По поводу пребывания императора в Вильно польские магнаты, сторонники России, наперерыв старались устраивать балы и пирушки. К числу их принадлежал и граф Ромуальд Валевский, хотя он и не был ничьим сторонником. Ему просто нужен был случай.
О пребывании русского императора в Вильно граф получил известие в Веселых Ясенях.
– Прекрасный случай! – сказал он. – Я уважаю русского императора за его необыкновенную доброту. Почту его, как умею.
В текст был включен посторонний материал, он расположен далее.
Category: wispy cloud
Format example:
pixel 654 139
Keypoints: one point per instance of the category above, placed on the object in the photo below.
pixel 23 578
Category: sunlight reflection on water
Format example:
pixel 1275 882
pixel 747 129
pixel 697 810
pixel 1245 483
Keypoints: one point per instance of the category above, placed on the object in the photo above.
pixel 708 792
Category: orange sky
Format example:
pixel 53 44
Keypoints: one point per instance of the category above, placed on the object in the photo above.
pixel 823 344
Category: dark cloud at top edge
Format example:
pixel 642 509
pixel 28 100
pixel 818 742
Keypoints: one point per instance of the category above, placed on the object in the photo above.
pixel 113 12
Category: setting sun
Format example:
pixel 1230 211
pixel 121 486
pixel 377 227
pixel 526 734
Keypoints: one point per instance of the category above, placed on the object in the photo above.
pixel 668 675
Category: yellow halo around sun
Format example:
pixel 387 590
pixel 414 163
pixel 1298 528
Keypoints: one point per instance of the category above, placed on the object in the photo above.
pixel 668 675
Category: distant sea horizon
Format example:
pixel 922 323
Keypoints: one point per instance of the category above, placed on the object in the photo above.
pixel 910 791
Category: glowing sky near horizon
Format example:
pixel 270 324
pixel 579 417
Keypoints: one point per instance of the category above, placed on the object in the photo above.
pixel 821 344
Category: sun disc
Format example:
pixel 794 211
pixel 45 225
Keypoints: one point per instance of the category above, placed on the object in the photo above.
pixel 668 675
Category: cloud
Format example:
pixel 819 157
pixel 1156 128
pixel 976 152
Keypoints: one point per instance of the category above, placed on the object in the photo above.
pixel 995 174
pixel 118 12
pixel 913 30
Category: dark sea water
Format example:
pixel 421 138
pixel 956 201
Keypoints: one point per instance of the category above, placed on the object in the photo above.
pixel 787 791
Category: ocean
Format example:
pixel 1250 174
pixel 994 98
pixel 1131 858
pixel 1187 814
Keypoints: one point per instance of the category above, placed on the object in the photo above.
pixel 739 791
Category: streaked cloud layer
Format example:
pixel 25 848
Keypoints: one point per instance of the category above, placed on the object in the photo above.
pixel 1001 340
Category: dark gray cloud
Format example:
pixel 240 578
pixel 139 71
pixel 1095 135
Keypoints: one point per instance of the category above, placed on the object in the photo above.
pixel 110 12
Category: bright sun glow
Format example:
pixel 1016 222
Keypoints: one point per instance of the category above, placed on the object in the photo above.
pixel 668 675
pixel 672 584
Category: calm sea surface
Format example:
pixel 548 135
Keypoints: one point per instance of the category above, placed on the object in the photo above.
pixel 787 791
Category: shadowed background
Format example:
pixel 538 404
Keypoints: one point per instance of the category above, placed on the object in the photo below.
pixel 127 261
Граф приказал созвать как можно более гостей и как можно веселее устроить оргию. Посланные поскакали сзывать гостей во все концы. Гости не заставили себя долго ждать. На другой же день в Веселые Ясени наехало столько народу, что едва хватило места для размещения всех прибывших. Некоторые приехали для того, чтобы хорошо поесть и попить за графский счет, некоторые – узнать кое-что о совершающихся событиях, так как граф, невзирая на то, что жил в глуши, получал одному ему ведомым путем все новейшие известия из политического мира. Назначены были: музыка, пение и катание на шлюпках, для чего у графа были свои музыканты, трубачи, певцы и певицы, свои хорошо устроенные шлюпки на Березине. Тихий и мирный замок вдруг наполнился шумом, гамом, беготней. В саду и парке послышались звонкие голоса и смех. Среди гостей было немало женщин и девушек, привезенных мужьями, отцами, матерями и братьями. Сам граф принимал гостей приветливо и радушно. На замке развевался флаг.
– На этот раз я покажу вам, господа, московское чудо, – сообщал граф гостям.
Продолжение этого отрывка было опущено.